La campaña italiana
Fue el año de la Gran Traición. No al supuestamente homogéneo mundo del tango, que ya se había sentido burlado por él y lo había condenado hacía mucho, sino hacia los piazzollianos de la primera hora. Libertango, ese disco grabado en 1974 en Italia, con sesionistas profesionales, que recurría a ostinatos y riffs ajenos a la liturgia celebrada por los fieles y que ofrecía un nuevo arreglo de “Adiós Nonino” con bandoneones sobregrabados –una especie de híperteclado a la Keith Emerson–, un prominente bajo eléctrico y un solo de órgano Hammond, se cubrió rápidamente con el peor sayo posible: era un disco “comercial”.
Con el disco que inauguraba su relación con el controvertido productor Aldo Pagani y el sello Carosello, Astor Piazzolla, decían, se había vendido a un oro que no era el yanqui ni el de Moscú, sino, sencillamente el de la industria del entretenimiento. “Ni yanqui ni marxista, bandoneonista”, solía bromear en ese entonces con sus amigos, desde su exilio autoimpuesto. Lo innegable fue el éxito –el primero verdaderamente internacional– del tema que le daba título y que, además de convertirse con los años en el más bailado en shows de tango entre los compuestos por ese autor al que los bailarines de tango habían vilipendiado, tuvo una segunda y sorprendente vida en la voz de Grace Jones, la chica Bond más improbable. Con una letra suya y de Barry Reynolds, “I've Seen That Face Before” (He visto antes esa cara), montaba en “Libertango” un texto que hablaba de la noche en París y un subyacente deseo de muerte, y un ritmo que remedaba en algo el reggae y preanunciaba el Downtempo, uno de los subgéneros del pop electrónico.

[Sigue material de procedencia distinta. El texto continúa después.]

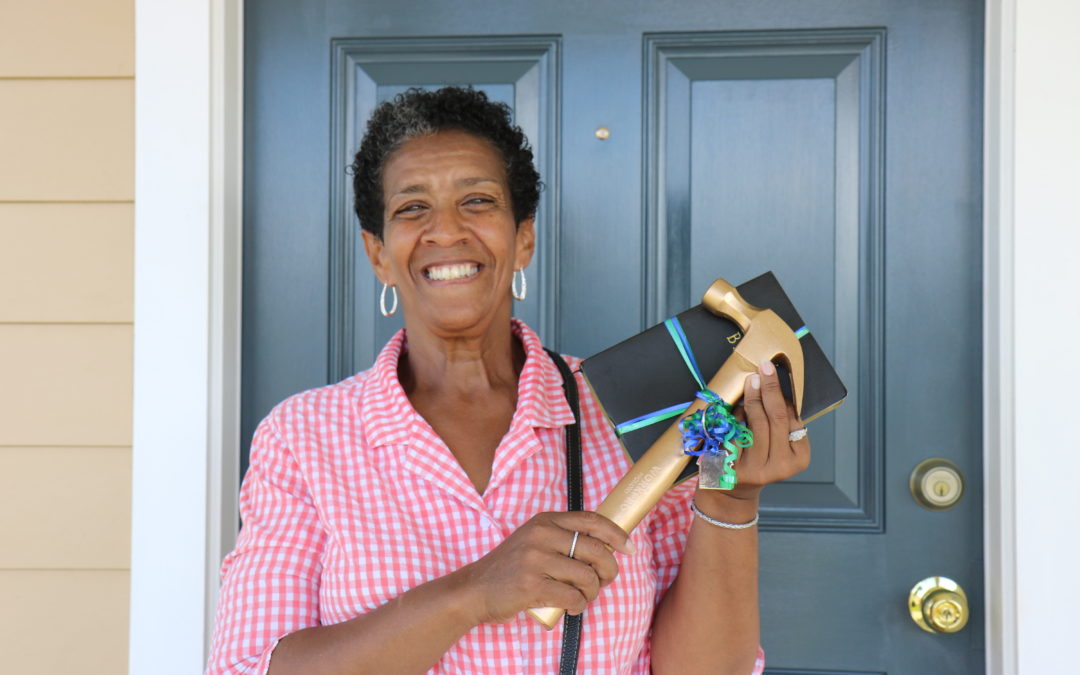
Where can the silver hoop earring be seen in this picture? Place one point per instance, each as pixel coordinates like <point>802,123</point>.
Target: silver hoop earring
<point>518,295</point>
<point>382,300</point>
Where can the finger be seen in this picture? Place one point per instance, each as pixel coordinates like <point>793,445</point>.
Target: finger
<point>772,399</point>
<point>800,449</point>
<point>575,572</point>
<point>552,593</point>
<point>596,553</point>
<point>597,527</point>
<point>756,417</point>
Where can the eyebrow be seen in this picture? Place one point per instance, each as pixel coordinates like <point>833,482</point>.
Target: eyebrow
<point>420,188</point>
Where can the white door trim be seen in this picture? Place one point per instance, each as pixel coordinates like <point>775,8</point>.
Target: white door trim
<point>187,328</point>
<point>999,409</point>
<point>185,471</point>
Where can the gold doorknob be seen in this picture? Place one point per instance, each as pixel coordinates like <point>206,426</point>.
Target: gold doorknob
<point>939,605</point>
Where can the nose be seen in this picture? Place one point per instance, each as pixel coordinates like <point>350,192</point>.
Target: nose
<point>446,228</point>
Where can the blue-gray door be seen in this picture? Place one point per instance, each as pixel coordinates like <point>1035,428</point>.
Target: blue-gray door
<point>836,143</point>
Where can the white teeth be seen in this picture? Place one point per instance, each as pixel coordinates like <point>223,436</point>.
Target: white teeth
<point>448,272</point>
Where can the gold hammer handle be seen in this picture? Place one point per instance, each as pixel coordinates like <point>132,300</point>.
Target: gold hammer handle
<point>656,471</point>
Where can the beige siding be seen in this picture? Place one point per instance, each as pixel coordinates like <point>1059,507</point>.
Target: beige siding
<point>64,622</point>
<point>66,266</point>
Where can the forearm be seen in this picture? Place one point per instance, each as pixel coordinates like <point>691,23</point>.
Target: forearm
<point>707,620</point>
<point>409,634</point>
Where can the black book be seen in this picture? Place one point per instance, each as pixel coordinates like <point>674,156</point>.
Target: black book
<point>646,374</point>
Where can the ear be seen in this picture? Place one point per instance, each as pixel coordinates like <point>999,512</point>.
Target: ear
<point>525,243</point>
<point>374,248</point>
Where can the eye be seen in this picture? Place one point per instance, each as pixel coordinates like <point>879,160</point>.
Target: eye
<point>478,201</point>
<point>410,208</point>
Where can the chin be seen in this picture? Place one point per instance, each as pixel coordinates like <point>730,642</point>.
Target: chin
<point>464,322</point>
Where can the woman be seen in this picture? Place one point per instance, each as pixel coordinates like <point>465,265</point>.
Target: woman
<point>405,518</point>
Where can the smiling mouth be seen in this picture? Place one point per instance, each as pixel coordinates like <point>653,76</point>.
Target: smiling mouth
<point>451,272</point>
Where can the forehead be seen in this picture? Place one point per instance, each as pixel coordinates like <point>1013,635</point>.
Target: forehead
<point>441,157</point>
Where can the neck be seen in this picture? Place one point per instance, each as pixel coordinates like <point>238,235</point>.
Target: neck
<point>466,364</point>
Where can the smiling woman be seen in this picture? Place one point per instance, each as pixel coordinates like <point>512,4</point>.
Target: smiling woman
<point>405,518</point>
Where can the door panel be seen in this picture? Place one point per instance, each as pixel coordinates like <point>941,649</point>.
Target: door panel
<point>836,143</point>
<point>761,139</point>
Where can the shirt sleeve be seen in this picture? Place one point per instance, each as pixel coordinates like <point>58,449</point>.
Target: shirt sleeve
<point>270,580</point>
<point>669,529</point>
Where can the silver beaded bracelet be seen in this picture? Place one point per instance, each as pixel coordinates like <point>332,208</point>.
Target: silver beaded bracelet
<point>698,512</point>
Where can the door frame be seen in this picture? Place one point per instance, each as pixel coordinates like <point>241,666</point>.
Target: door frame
<point>188,221</point>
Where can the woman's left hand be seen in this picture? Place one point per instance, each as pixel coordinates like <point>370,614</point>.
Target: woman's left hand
<point>771,418</point>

La canción circuló con fortuna por las discotecas y acabó siendo la música de una de las escenas cruciales de Frantic (Búsqueda frenética), un excelente policial de Roman Polanski con Harrison Ford y Emmanuelle Seigner como protagonistas (a partir del minuto 1:34 en el video).

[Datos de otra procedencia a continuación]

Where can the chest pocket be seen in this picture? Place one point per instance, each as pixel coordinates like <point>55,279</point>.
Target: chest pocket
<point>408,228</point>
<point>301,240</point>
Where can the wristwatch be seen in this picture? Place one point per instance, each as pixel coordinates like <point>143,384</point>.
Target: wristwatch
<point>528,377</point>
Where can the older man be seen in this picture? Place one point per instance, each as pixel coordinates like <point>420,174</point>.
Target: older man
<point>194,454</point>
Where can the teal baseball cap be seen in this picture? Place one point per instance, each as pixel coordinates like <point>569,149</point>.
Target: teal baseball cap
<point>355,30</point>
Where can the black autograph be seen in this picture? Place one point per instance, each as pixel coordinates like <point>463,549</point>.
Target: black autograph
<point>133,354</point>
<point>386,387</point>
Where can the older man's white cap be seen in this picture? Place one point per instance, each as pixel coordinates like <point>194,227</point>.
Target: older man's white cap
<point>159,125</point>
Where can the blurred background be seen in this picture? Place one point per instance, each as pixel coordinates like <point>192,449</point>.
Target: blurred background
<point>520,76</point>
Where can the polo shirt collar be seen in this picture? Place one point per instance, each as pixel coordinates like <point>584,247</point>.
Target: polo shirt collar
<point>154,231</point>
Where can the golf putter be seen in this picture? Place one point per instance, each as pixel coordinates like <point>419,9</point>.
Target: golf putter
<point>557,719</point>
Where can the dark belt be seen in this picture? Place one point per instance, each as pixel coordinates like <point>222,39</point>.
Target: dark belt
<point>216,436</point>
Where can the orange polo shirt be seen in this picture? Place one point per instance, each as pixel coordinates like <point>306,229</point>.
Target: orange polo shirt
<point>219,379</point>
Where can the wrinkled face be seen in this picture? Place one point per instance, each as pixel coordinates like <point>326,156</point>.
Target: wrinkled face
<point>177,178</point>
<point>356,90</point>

La historia de este álbum está, por otra parte, ligada indefectiblemente al grupo que creó Piazzolla, en 1975, para tocar en vivo ese material, un octeto cercano al jazz rock que ya casi al comienzo tuvo un cambio significativo, el reemplazo del histórico violinista Antonio Agri por Arturo Schneider en saxo y flauta. Después de una temporada veraniega en La Botonera, en Mar del Plata y luego, ya con Schneider, en La Ciudad, en Buenos Aires, una gira por Brasil de la que desapareció el productor acabó traumáticamente con el conjunto. Esa primera formación incluía nombres importantes del jazz porteño. Algunos de ellos ya habían tocado con el bandoneonista: el guitarrista Horacio Malvicino, integrante del Octeto Buenos Aires, entre 1955 y 1958 y del primer Quinteto, o Schneider, que en 1969 había formado parte de la orquesta de María de Buenos Aires–. Los otros eran Santiago Giacobbe y Juan Carlos Cirigliano en órgano y piano eléctricos respectivamente, Adalberto Cevasco en bajo eléctrico, el Zurdo Roizner en batería y alguien nuevo –y con un instrumento nuevo– en el mundo musical argentino, Daniel Piazzolla, hijo de Astor, en sintetizador.

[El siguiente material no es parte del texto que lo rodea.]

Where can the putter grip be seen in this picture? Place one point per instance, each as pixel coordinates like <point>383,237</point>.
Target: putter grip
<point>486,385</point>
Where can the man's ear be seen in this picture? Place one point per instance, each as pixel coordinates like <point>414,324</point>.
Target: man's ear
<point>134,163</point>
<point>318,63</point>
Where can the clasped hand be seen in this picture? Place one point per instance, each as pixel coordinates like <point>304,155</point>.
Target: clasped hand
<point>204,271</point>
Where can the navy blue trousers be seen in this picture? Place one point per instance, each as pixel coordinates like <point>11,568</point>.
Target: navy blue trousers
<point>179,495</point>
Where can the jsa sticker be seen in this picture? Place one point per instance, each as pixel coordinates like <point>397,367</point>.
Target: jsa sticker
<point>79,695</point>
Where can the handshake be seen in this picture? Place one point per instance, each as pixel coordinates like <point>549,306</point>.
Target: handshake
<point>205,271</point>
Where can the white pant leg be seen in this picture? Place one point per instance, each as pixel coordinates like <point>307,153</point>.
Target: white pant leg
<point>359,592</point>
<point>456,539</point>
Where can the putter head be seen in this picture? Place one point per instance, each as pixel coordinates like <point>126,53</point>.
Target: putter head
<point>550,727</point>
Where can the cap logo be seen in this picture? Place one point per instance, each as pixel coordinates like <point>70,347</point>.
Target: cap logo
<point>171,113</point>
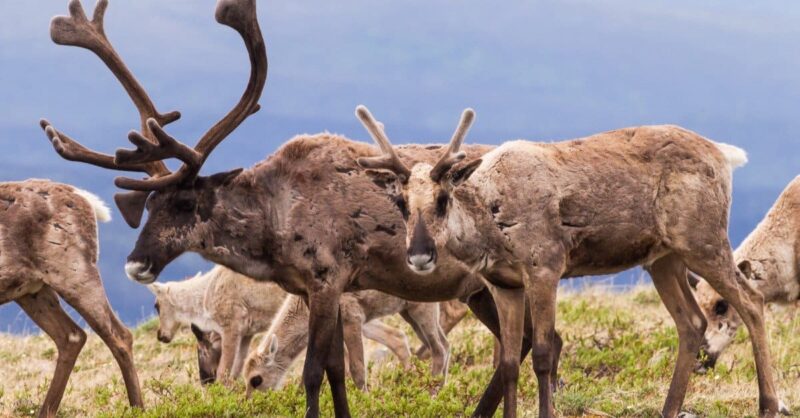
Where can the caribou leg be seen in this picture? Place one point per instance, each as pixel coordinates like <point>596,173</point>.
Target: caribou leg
<point>392,338</point>
<point>424,319</point>
<point>510,305</point>
<point>87,296</point>
<point>353,329</point>
<point>46,311</point>
<point>324,334</point>
<point>668,274</point>
<point>241,355</point>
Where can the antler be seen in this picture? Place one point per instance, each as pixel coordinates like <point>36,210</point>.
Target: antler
<point>77,30</point>
<point>388,160</point>
<point>453,153</point>
<point>241,16</point>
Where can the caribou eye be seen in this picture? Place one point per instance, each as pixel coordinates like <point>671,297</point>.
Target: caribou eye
<point>401,204</point>
<point>185,205</point>
<point>441,203</point>
<point>721,308</point>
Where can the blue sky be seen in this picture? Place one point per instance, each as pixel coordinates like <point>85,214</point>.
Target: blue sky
<point>729,70</point>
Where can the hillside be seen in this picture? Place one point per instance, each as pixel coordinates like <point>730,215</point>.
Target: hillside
<point>618,356</point>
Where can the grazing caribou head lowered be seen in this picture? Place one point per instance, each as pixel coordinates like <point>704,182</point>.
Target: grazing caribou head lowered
<point>177,201</point>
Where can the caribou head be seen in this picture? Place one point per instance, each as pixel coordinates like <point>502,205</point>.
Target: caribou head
<point>424,193</point>
<point>178,202</point>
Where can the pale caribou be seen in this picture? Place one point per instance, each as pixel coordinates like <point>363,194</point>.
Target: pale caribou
<point>48,249</point>
<point>528,214</point>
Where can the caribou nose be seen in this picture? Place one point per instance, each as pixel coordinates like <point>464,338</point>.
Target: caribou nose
<point>161,337</point>
<point>139,271</point>
<point>422,263</point>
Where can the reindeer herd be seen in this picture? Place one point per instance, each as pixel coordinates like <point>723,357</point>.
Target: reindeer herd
<point>327,235</point>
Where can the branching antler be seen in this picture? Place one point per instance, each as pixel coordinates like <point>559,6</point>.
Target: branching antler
<point>77,30</point>
<point>153,144</point>
<point>241,16</point>
<point>454,154</point>
<point>388,160</point>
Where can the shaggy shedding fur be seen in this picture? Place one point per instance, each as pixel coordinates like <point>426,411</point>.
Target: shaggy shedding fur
<point>48,249</point>
<point>287,337</point>
<point>769,258</point>
<point>532,213</point>
<point>233,305</point>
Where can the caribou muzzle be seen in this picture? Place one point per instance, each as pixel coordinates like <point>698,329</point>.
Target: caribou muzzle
<point>421,256</point>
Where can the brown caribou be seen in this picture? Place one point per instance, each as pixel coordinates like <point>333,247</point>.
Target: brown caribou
<point>308,215</point>
<point>528,214</point>
<point>48,249</point>
<point>769,259</point>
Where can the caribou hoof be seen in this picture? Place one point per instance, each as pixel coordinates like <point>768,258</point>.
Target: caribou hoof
<point>783,409</point>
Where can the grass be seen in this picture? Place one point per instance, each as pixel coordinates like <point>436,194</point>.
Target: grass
<point>617,360</point>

La segunda encarnación de ese octeto tuvo lugar al poco tiempo de la disolución de la primera. Daniel Piazzolla se hizo cargo, por pedido de su padre, de reclutar una formación joven –“no enviciada”, en palabras de Astor–, proveniente en su mayoría del rock y el jazz rock. En saxo y fauta estaba Chachi Ferreira, en bajo Ricardo Sanz, en batería Luis Cerávolo, en los teclados Osvaldo Caló y Gustavo Beytelman, en el sintetizador se mantenía Daniel y en la guitarra eléctrica el joven maravilla del momento, Tomás Gubitsch que con apenas 19 años venía de formar parte de Generación Cero, con Rodolfo Mederos, y de Invisible, con Luis Alberto Spinetta, Machi y Pomo. En 1977, en medio de una temporada en el Olympia de París, donde compartían cartel con Georges Moustaki, se supo que la gira estaba producida y financiada por la Inteligencia de la Marina argentina, y en particular por Alfredo Astiz, como parte de la ofensiva orquestada por la Dictadura para contrarrestar la pretendida “campaña anti argentina”. Algunos de los músicos se enfrentaron con Piazzolla y él se enfrentó con ellos. La consecuencia fue la misma que con la versión anterior del octeto: el grupo dejó de existir.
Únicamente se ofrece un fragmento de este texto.